Syntax is the branch of linguistics that deals with the correct arrangement of words in a sentence. It is extremely important for words to take their proper places because, if they do not, the writer or speaker will convey the wrong message.

NUANCES

Diplomats engaged in delicate international negotiations will readily appreciate what I am saying. Many costly wars have been occasioned by roundtable misunderstandings due to syntactical mistakes. That is why it is essential for a state like Kenya – which uses a non-mother tongue as its official national as well as international communication tool – to ensure that all its envoys and delegates to important international conferences are masters of the nuances of English.

In the headline, ‘Uganda’s 32 Media Houses Closed’, because the figure is in the wrong place, the writer conveys the meaning that 32 is Uganda’s total number of media houses and that all of them have been shut. But, clearly, that was not what the story said beneath.

APOSTROPHE

According to the story, 32 (out of a larger number) of Uganda’s media houses had been closed. In that case, the figure, acting as an adjective, should have preceded the word “Uganda”.

The headline should have read, ‘32 Ugandan Media Houses Closed.’

A headline in the Standard on the same day presented a related problem. It said: ‘Fire Hits City’s Supermarket’. The apostrophe “s” means that Nairobi has (owns) only one supermarket and that, since fire has swallowed it, the city now has none.

To avoid the error, you do not even need to move the word “city” from its place in that sentence.
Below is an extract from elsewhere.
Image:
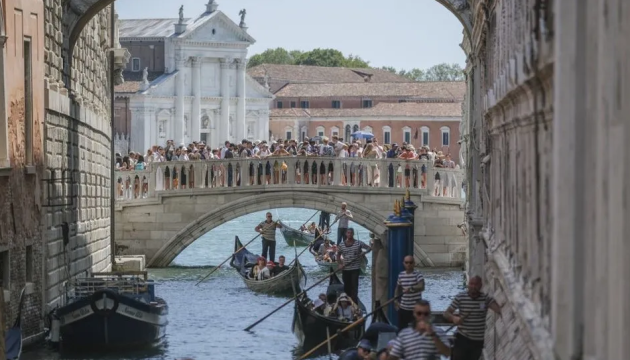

You simply drop the apostrophe “s”, thus: ‘Fire hits city supermarket’. In that way, you transform the noun city into an adjective. “City" now functions exactly like “modern”, “popular” or “well-stocked”.

CATEGORY

“City” now describes one of many things in the same category. In ‘Fire hits Karen’s supermarket’, you mean that Karen has only one supermarket. But in ‘Fire hits Karen supermarket’, you imply that Karen has others.

Philip Ochieng is a veteran journalist.